The strain is particularly clear in staffing. The EAC currently has 163 vacant positions out of an approved total of 469, leaving many departments stretched. A phased recruitment plan has been prepared, but its success depends on improved financial contributions from member states.
From July 2026, a new funding formula takes effect. Member states will no longer contribute equal amounts. Instead, half of each country’s contribution will remain equal, while the remaining 50 percent will be calculated based on the size of each country’s economy. Officials believe this will create a fairer system and reduce resistance from nations with smaller economies. At the same time, the EAC Council of Ministers has been directed to develop sanctions for countries that fail to meet their financial commitments, signalling a tougher approach than in the past.
These reforms are expected to play a vital part in funding a proposed budget of US$110.9 million for the 2026/27 financial year. Member states are expected to provide 58 percent of that amount, with development partners covering the rest. For South Sudan, where government revenue is heavily dependent on oil exports and where the local currency trades at approximately 5,800 South Sudanese Pounds to one US dollar in June 2026, allocating US$21.8 million to clear EAC arrears would represent a significant fiscal decision. At current market rates, that sum equates to roughly 126.4 billion SSP, a figure that competes with other urgent spending needs in health, infrastructure and civil service salaries.
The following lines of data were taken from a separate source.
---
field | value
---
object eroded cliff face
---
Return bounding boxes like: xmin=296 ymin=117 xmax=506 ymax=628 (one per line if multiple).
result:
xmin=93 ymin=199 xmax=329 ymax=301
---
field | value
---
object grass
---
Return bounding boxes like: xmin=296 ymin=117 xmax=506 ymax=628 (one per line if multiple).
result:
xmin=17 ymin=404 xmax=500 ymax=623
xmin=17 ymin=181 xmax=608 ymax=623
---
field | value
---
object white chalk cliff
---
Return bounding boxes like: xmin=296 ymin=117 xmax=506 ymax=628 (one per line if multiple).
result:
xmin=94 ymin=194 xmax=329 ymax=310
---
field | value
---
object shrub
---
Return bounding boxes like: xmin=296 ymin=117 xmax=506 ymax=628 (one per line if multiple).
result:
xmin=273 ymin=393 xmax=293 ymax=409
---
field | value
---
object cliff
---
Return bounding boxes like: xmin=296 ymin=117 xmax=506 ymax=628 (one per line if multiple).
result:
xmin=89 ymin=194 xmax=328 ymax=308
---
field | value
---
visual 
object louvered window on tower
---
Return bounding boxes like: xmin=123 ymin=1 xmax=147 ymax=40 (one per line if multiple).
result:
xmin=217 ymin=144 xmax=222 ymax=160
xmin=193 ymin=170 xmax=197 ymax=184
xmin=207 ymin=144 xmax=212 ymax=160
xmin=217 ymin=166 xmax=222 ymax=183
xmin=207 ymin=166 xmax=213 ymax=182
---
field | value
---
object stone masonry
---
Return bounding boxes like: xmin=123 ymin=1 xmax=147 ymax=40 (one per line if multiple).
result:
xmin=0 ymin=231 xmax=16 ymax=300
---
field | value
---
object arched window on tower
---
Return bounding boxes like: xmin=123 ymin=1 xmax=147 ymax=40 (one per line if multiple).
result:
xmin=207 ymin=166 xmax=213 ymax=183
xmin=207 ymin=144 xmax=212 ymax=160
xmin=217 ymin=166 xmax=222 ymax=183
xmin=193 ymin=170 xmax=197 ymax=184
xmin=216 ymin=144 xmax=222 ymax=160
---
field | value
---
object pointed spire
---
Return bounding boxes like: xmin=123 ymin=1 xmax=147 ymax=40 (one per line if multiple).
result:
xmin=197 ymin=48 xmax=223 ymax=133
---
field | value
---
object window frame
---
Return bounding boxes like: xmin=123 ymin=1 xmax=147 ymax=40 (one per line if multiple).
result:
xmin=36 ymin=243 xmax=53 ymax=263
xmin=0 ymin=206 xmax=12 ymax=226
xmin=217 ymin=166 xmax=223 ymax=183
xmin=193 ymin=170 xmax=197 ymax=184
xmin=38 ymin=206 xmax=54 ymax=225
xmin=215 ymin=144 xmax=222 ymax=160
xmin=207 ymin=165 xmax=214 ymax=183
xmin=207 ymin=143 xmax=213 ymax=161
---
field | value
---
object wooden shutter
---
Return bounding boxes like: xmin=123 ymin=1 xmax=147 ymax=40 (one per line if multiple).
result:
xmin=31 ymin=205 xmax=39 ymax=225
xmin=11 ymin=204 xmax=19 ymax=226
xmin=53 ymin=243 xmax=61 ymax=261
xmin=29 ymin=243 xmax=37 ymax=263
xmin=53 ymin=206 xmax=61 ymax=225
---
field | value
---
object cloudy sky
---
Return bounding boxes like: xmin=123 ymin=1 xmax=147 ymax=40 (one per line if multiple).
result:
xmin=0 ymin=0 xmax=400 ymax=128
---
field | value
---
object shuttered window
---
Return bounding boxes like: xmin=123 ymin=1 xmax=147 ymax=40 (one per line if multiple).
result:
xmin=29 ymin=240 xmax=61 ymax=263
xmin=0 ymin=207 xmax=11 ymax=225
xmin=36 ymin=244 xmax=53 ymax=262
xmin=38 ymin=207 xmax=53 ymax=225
Mbundi told lawmakers that decisions taken in this budget cycle will shape the direction of the Community for years to come. The EAC serves more than 300 million people, and more than half of the resources needed to deliver on its integration goals are raised from member states. How South Sudan and the other indebted nations respond to the new incentives and pressure measures will help determine how quickly that vision becomes a reality.